Pada kajian bahasa, tawaruk berasal dari kata “wariq” yang berarti perak atau uang. Dalam istilah fikih, tawaruk diartikan dnegan akad jual beli di mana seseorang membeli barang secara tidak tunai, lalu menjual kembali barang tersebut secara tunai kepada pihak lain dengan harga yang lebih rendah, agar ia mendapatkan dana segar. Model ini kemudian diadaptasi oleh lembaga keuangan syariah modern, terutama dalam bentuk tawaruk munazzam atau tawaruk yang terorganisasi secara sistematis.

Skema akad tawaruk biasanya dipahami sebagai rangkaian dua akad. Pihak pertama menjadi penjual barang yang dibayar dengan kredit atau angsuran. Pihak kedua menjadi pembeli dari pihak pertama, sekaligus menjadi penjual kepada pihak ketiga yang akan membeli barangnya dengan kontan. Pihak ketiga menjadi pembeli dari pihak kedua dan membayar secara kontan. Pada transaksi jual beli dengan akad tawaruk ini, biasanya penjual kedua (Pihak kedua) menurunkan harga jualnya pada pihak ketiga dari harga yang ia dapat dari penjual pertama (Pihak pertama).

Aplikasi akad tawaruk ini digunakan dalam kebutuhan mendesak. Ini menjadi alasan kenapa menjadi seolah akad ganda di dalam akad tawaruk. Pihak kedua merupakan orang yang sedang butuh dana segar. Namun, untuk mendapatakan dana segar dia masih belum mendapatkan pendapatan. Pinjaman bisa jadi jalan keluarnya, namun ia takut dengan terlihat riba. Lalu, ia berpikir untuk menjual barang walaupun belum ia punyai. Akhirnya, dia melakukan transaksi angsuran (Kredit) pada penjual barang, lalu ia jual kembali barang itu dengan lebih murah. Saat barang itu sudah terjual pada pihak ketiga, dia akan mendapatkan dana segar. Setelah melakukan skema transaksi ini, ia hanya tinggal membayar cicilan pada pihak pertamanya dengan tanpa menyentuh riba. Terhindar dari riba ini merupakan poin plus yang dimiliki jika kita melakukan akad tawaruk.

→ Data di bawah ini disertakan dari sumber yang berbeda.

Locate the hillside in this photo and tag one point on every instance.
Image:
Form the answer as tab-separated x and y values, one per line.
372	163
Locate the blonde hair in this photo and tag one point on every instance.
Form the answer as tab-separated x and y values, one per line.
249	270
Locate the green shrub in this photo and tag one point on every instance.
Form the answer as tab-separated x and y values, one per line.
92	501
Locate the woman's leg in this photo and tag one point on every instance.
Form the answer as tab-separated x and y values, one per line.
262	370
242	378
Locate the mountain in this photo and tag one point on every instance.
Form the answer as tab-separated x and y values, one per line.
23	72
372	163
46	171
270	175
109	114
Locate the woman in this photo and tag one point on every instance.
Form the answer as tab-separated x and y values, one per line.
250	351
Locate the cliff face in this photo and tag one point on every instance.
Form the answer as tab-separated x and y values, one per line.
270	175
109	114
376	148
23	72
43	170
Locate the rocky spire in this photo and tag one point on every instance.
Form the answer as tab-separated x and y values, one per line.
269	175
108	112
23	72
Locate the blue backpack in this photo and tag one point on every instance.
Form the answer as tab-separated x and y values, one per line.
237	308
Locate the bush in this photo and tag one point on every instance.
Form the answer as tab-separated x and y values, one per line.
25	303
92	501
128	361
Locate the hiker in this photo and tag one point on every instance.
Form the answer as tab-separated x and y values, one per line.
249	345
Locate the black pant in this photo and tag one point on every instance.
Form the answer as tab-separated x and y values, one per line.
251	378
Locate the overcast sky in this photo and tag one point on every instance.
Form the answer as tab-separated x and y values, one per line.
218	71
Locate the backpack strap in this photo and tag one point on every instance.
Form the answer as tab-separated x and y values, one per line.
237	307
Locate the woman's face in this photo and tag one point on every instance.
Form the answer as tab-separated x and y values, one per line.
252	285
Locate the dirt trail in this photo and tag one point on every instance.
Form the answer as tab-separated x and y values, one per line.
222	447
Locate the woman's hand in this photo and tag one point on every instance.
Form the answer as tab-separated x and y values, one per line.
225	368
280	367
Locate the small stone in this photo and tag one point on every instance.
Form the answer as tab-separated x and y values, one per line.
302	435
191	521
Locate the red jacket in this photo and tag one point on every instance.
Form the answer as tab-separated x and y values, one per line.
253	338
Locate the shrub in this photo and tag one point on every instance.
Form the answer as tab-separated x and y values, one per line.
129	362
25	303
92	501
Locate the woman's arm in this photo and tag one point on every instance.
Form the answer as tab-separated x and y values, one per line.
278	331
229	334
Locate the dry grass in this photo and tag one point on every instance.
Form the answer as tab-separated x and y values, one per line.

Melihat skema diatas, Tidak dapat dimungkiri bahwa tawaruk memberikan “nafas” bagi banyak orang yang tengah terjepit kebutuhan. Walaupun bisa saja ia menjad “ruang nafas” yang sifatnya sementara, tapi Ia bisa menjadi jalan tengah bagi mereka yang ingin menghindari riba dalam pinjaman konvensional, tapi tetap butuh dana cepat. Dalam beberapa kasus, tawaruk bahkan dianggap sebagai satu-satunya pilihan yang syariah-compliant di tengah sistem perbankan modern yang didominasi transaksi ribawi.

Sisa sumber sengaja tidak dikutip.